Resmi tahliyeler neticesinde bölgeyi terk ettikten sonra gittikleri illerde kaydı yapılan kişi sayısı yaklaşık 1.5 milyon. Yani bu insanların nerede, hangi adreste bulundukları biliniyor. 800 bin kişi gittikleri yerlerde kendi imkânlarıyla konaklarken yaklaşık 800 bin kişi de kamuya ait tesislerde kalıyor.
Deprem bölgesinde Gençlik ve Spor Bakanlığı ile Milli Eğitim Bakanlığı’na bağlı tesislerde kalan kişi sayısı 350 bin.
Bölgede kurulan 300 bin çadırda konaklayan kişi sayısı 1 milyon 300 bin. 40 bin insan da kurulan konteyner kentlerde konaklıyor.

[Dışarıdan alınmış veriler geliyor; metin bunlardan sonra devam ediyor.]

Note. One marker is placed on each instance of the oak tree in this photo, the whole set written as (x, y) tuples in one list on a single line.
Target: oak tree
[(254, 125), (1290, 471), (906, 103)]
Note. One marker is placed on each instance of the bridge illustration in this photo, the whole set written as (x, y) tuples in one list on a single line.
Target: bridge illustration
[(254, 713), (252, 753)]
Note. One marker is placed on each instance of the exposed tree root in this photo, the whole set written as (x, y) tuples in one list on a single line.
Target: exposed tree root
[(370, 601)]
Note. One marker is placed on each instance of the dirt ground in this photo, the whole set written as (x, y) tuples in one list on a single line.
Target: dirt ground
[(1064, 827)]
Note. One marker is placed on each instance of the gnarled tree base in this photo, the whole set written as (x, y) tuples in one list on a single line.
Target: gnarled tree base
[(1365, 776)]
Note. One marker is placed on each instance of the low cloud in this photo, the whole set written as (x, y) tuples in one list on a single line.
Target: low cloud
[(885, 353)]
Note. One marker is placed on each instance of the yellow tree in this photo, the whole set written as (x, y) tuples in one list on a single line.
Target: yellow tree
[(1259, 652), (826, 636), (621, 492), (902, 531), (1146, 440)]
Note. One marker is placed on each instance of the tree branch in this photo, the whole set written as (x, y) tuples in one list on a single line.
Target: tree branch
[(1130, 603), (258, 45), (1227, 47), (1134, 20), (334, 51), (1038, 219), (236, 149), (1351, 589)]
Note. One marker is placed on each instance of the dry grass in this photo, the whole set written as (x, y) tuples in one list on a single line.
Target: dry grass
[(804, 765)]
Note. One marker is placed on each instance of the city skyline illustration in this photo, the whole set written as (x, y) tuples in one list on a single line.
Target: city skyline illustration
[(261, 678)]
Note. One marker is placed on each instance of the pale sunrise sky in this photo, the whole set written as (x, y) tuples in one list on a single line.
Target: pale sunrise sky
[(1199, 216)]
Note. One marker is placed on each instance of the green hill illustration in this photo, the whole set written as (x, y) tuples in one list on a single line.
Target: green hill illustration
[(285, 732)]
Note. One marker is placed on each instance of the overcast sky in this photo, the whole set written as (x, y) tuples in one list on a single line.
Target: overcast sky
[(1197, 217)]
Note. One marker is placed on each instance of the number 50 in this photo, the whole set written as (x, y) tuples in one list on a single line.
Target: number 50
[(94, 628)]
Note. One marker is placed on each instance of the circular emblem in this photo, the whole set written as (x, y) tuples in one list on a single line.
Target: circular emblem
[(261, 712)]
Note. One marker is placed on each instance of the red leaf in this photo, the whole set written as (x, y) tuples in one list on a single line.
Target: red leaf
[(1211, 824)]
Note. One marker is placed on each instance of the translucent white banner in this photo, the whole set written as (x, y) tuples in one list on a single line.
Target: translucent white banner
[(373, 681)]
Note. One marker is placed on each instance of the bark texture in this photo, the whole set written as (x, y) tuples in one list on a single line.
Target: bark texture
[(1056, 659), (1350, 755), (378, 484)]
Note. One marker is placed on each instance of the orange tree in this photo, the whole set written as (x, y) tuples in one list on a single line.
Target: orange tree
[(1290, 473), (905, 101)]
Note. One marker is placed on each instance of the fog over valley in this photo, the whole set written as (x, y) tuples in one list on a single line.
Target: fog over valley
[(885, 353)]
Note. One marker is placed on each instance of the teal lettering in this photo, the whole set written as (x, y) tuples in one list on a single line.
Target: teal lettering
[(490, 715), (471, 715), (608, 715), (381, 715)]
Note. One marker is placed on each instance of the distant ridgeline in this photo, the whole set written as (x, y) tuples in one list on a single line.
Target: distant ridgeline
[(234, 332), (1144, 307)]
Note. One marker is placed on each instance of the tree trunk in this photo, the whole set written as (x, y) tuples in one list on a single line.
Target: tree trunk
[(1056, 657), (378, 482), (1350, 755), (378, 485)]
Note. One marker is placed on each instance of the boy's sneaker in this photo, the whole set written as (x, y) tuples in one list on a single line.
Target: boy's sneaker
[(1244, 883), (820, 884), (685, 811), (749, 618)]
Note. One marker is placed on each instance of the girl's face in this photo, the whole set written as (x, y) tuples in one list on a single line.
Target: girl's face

Devletin bölgede konaklama imkânı sunduğu kişi sayısı 1 milyon 700 bin civarında.
Yaklaşık 1 milyon kişi de ilini terk etmemiş ama yaşadığı yerden kırsaldaki evine geçmiş.
En çok nüfus hareketliliği olan iller Kahramanmaraş, Hatay ve Adıyaman.
Depremzedelerin bölge dışında en çok gittiği iller ise sırasıyla Mersin, Ankara, Antalya, Konya, Mardin, Bursa ve Niğde.
Devletin resmi kayıtlarında hangi ilden kaç kişinin nereye gittiği ve şu an nerede konakladıkları, bölgeyi terk etmeyenlerin yeni adresleri tüm ayrıntılarıyla yazıyor. Yani 14 Mayıs’taki seçimde depremzedelerin oy kullanmalarını sağlayacak teknik ve fiziki şartların oluşturulmasının önünde bir engel yok. Seçmen listeleri güncellenirken depremzedelere özel bir çalışmayla bu sorun kolaylıkla halledilir. Depremzedeler gittikleri illerde ya da şu an yaşadıkları yerlerde oylarını kullanabilir.
15 milyon insanı etkileyen bu kadar büyük bir afetin üzerinden 3 ay geçtikten sonra sandığı vatandaşın önüne koyabilmek her ülkenin becerebileceği bir şey değil.
Türkiye her şart ve durumda demokrasisine sahip çıktığını dosta, düşmana 14 Mayıs’ta bir kez daha gösterecek.
Haklı çıkan Kızılderili
Birleşmiş Milletler (BM) raporuna göre, 2050 yılına kadar dünya nüfusunun yüzde 68’ini oluşturan yaklaşık 6.5 milyar insan kentlerde yaşamaya başlayacak. Bu kentlerin ekonomisi güçlü ve genellikle kıyı bölgelerinde kurulmuşlar. Dünya ekonomisinin yarısını kontrol ediyorlar ve neredeyse tamamı ciddi deprem, sel, fırtına ve diğer doğal afetlerin tehdidi altında! Tıpkı bizim İstanbul ve İzmir gibi.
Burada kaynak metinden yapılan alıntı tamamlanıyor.